What is the FSA playing at by including deference to discrimination and equal pay provision in its code on remuneration in the financial sector? Elaine McIlroy, senior associate at Dundas & Wilson, checks it out.

Few people could have been surprised by the final code of practice on financial sector bonuses published recently by the Financial Services Authority (FSA). As a response to the banking crisis, the Code on Reforming Remuneration Practices in financial services, which will be incorporated into the FSA Handbook from 1 January 2010, contained few shocks, other than perhaps being less stringent than might have been preferred by some.

But one section of the code stood out. In guidance that describes to firms how to achieve its aims, it states: “In considering the risks arising from its remuneration policies, a firm will also need to take into account its statutory duties in relation to equal pay and non-discrimination”.

The overall purpose of the code is to crack down on remuneration policies and procedures that have rewarded inappropriate risk taking, viewed as a contributory factor to the banking crisis. It is ultimately intended to promote financial stability, and thereby, to protect consumers.

The code provides guidance for firms on how these aims are to be achieved, which as expected emphasises the financial risks. It contains an underlying “general requirement” that firms affected by it – 26 so far – must “establish, implement and maintain remuneration policies, procedures and practices that are consistent with and promote effective risk management”. The code then sets out evidential requirements and additional guidance for firms on how to meet the general requirement.

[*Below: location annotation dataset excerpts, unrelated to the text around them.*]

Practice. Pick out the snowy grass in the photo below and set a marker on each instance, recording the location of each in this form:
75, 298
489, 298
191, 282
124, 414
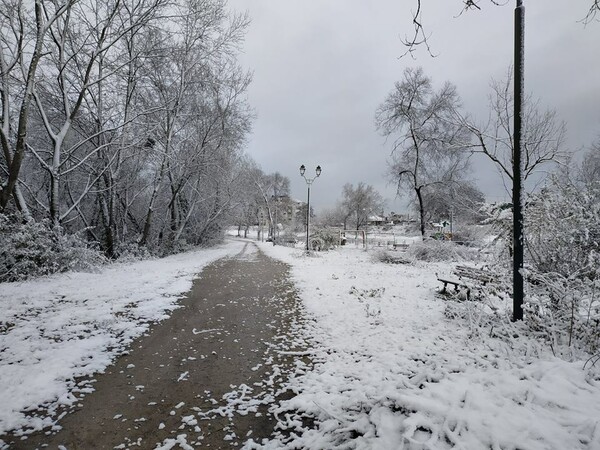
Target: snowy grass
61, 327
393, 371
393, 365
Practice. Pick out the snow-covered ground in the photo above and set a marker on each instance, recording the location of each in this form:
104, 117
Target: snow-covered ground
56, 328
393, 372
390, 369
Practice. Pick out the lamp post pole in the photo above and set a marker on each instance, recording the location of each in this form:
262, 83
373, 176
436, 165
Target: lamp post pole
309, 182
517, 153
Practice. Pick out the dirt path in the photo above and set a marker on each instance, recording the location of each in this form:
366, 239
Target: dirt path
201, 378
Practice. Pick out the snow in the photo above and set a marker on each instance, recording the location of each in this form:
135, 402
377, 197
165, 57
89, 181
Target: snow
390, 368
391, 371
56, 328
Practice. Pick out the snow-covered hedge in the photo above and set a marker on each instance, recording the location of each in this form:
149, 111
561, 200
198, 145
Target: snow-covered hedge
433, 250
29, 249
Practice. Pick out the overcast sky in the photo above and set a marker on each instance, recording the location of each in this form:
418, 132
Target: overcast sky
321, 68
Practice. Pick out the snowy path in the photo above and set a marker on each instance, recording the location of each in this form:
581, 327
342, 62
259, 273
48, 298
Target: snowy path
202, 378
393, 371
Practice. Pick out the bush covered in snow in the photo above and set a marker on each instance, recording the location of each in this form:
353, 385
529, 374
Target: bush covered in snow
433, 250
323, 239
29, 249
563, 249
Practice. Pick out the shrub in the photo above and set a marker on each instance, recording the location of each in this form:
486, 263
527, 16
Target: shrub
30, 249
433, 250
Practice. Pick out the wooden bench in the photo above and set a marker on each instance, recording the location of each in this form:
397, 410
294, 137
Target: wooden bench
469, 278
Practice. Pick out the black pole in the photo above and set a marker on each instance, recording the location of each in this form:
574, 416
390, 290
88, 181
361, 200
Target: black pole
308, 217
517, 152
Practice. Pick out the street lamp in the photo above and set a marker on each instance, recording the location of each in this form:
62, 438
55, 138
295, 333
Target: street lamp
309, 181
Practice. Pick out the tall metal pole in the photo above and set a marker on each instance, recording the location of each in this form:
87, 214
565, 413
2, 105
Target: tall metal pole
517, 176
308, 217
309, 181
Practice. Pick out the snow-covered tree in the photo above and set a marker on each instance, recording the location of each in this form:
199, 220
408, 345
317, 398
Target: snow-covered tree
428, 146
360, 202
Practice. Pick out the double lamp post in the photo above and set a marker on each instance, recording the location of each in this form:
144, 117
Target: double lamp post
309, 181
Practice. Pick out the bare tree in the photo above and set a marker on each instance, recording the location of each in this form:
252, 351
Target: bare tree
589, 172
543, 134
20, 53
428, 149
420, 36
359, 203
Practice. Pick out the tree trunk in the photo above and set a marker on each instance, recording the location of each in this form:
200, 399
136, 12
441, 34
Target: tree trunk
421, 211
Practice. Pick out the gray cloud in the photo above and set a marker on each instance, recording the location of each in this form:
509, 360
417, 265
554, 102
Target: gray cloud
321, 68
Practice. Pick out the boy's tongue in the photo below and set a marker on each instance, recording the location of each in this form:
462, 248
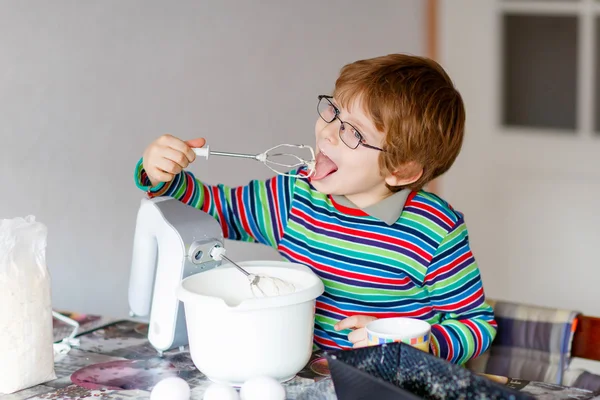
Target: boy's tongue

Some of these measures were expected – for example, the requirement for firms to have in place experienced remuneration committees that can exercise independent judgement. These measures are clearly related to effective risk management and are properly matters for a regulator.

But the guidance on equal pay and non-discrimination appeared to come out of left field. It is unusual that a regulatory regime designed to tackle the sort of risk that has given rise to the market crisis is concerned with the risks arising from matters such as equal pay and discrimination.

Risks associated with equality and diversity are not matters that one naturally associates as being a cause of the market crisis or linked to “inappropriate risk taking”. Although it may be commendable to draw matters such as compliance with equal pay and other discrimination legislation into the regulatory regime in this way (albeit that the references are in the form of ‘guidance’), it is questionable whether such matters have been viewed as a factor that has driven the “inappropriate risk taking” which is at the heart of this regulatory response.

It is also unclear which risks affected firms should consider. For example, is the potential for equal pay litigation to be taken into account and, if so, how are firms to assess and manage this risk?

Businesses that will be bound by the code would be well advised to audit their remuneration processes to assess equal pay and other discrimination risks. Statistical evidence may be required to assist in this process and many of the larger banks may already have processes in place to conduct such a review. It will remain to be seen what standard of compliance the FSA may expect to see in this area.